How to integrate (In x)^2 ?

Question

How to integrate (In x)^2 ? thanks

Answer 1

Use integration by parts (Sorry I haven't access to typing the correct notation: I'll use (Itl) to mean the integral sign.)

(Itl) v du = uv - (Itl) u dv
In this case, as v = (ln x)^2, we have dv = 2 (ln x).(1/x) dx

Therefore (Itl) (ln x)^2 dx
= x (ln x)^2 - (Itl) x. 2(ln x).(1/x) dx
= x (ln x)^2 - (Itl) 2 (ln x) dx
Apply integration by parts again to the second term, getting
x (ln x)^2 - 2x ln x + (itl) 2x.(1/x) dx
= x (ln x)^2 - 2x ln x + (Itl) 2 dx
= x (ln x)^2 - 2x ln x + 2x,

which I guess is the same as the answer someone else found in a book of integrals.

Answer 2

Integral of (ln x)^2 dx = x[2 - 2lnx + (ln x)^2] + C

Ashish- Chain rule is for differentiation not integration

Answer 3

integral(ln(x)^2) = x(ln(x)^2) - 2xln(x) + 2x + c, using the method of Integration by Parts.

Basically, intg(udv) = uv - intg(vdu)

have u = (ln(x)^2), du = 2ln(x)*(1/x)
dv = dx, v = x

so you get: intg((ln(x)^2)dx) = x*(ln(x)^2) - intg(2ln(x))

Then you need to reapply Integration by Parts for the last integral:

u = ln(x), du = (1/x)
dv = dx, v = x

intg(2ln(x)) = xln(x) - intg(1) = xln(x) - x + c

plug this back into your equation to get the result I listed above.

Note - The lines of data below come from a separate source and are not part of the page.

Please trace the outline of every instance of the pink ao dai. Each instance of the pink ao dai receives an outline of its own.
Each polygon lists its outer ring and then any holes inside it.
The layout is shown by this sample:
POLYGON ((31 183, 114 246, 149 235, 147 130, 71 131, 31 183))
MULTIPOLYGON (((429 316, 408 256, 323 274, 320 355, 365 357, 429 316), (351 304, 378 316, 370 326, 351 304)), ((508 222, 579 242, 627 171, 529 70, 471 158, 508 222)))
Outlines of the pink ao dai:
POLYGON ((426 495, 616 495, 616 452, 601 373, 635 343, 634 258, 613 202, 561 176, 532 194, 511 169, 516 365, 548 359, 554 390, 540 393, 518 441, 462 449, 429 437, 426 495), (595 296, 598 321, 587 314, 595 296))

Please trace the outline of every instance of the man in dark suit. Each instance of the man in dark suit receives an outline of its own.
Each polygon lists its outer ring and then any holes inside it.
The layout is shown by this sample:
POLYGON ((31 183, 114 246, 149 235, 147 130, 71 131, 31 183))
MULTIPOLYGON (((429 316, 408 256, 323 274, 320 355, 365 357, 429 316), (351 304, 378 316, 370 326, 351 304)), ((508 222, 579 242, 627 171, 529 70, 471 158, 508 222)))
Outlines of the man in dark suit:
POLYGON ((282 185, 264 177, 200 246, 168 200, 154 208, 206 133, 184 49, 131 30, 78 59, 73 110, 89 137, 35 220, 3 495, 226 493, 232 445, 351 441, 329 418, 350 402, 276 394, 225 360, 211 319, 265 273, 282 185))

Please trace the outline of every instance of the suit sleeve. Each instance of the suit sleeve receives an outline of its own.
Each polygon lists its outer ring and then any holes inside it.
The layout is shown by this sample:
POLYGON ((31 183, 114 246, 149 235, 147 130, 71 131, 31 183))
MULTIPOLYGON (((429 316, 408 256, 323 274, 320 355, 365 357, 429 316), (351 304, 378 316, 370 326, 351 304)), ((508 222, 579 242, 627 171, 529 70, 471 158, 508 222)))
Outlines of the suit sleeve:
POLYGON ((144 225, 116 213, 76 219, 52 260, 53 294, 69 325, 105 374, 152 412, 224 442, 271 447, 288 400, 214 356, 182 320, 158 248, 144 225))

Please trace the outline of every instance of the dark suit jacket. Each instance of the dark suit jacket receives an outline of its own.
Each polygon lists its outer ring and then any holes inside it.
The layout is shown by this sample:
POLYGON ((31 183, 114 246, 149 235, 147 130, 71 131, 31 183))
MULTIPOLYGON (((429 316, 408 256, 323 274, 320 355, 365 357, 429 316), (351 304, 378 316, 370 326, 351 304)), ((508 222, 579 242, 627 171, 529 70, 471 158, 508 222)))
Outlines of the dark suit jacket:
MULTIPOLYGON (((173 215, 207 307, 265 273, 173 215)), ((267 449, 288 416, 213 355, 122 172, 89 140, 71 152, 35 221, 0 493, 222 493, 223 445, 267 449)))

...and technically, Integration by Parts IS a modification of the Product Rule. Just switch a couple terms to different sides of the equation and put integral signs in front of every term.

Answer 4

Use integration by parts. Twice.

Answer 5

I agree to the solution given by Ashish P.

However, I may add as a remark that, every function of 'x' is not necessarily integrable!

Answer 6

write it as 1.(ln x)^2
and then use the product rule!